Squaring a binomial is a fundamental concept in algebra that many students encounter early on. When you square a binomial, you are essentially multiplying the binomial by itself. The formula to remember is

• \((a+b)^2 = a^2 + 2ab + b^2\)
• or \((a-b)^2 = a^2 - 2ab + b^2\)

This is how it works: take each term in the binomial, square them, and then multiply the two different terms together and double it. Finally, compile these results into a single expression.
For instance, consider the binomial \((x-7)^2\).

• The first term squared is \(x^2\),
• the twice product of the terms is \(-2 \times x \times 7 = -14x\),
• and the last term squared is \((-7)^2 = 49\).
• So overall, the expanded expression becomes \(x^2 - 14x + 49\).

An algebraic expression is a mathematical phrase that can include numbers, variables, and operation symbols. For example,

• \(x^2 - 14x + 49\)

is an algebraic expression. These expressions can represent real-world quantities and are used extensively in equations and functions.
Algebraic expressions are crucial because they form the foundation for more complex mathematical concepts. They can be simplified, evaluated, or expanded, as in the exercise where you multiply \((x-7)(x-7)\). Being familiar with how to manipulate these expressions enables you to solve all kinds of algebraic problems.

• Addition and subtraction are used for combining like terms.
• Distribution and factoring help in simplifying or solving equations.

Learning how to effectively handle algebraic expressions paves the way for success in solving equations, inequalities, and much more.

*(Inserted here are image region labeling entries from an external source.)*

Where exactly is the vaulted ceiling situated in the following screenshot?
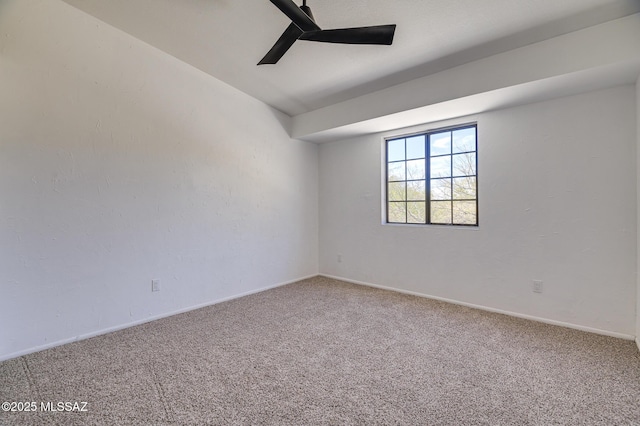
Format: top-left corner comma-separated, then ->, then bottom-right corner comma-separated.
65,0 -> 640,140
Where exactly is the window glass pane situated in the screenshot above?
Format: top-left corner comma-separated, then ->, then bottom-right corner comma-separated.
388,182 -> 407,201
453,127 -> 476,153
431,201 -> 451,224
453,177 -> 476,200
388,161 -> 406,182
387,139 -> 404,161
387,203 -> 407,223
453,152 -> 476,176
429,132 -> 451,157
407,160 -> 425,180
407,135 -> 424,160
407,202 -> 427,223
431,155 -> 451,178
453,201 -> 478,225
431,179 -> 451,200
407,180 -> 427,201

Polynomial multiplication involves multiplying two or more polynomials. It's essentially the process of distributing each term in the first polynomial over every term in the second polynomial. To make it more straightforward:

• Consider it as the distributive property being used over and over.

In our exercise \((x-7)(x-7)\),

• it's similar to multiplying two linear polynomials, and involves using the formula for squaring a binomial.
• First, you multiply each term in the first binomial by each term in the second binomial.
• This gives rise to multiple terms which are then combined together if they are like terms.
• Ultimately, this results in a single polynomial: \(x^2 - 14x + 49\).

Polynomial multiplication is a key skill in algebra, helping to simplify and solve various mathematical problems. Mastering it will provide a solid basis for understanding more advanced topics.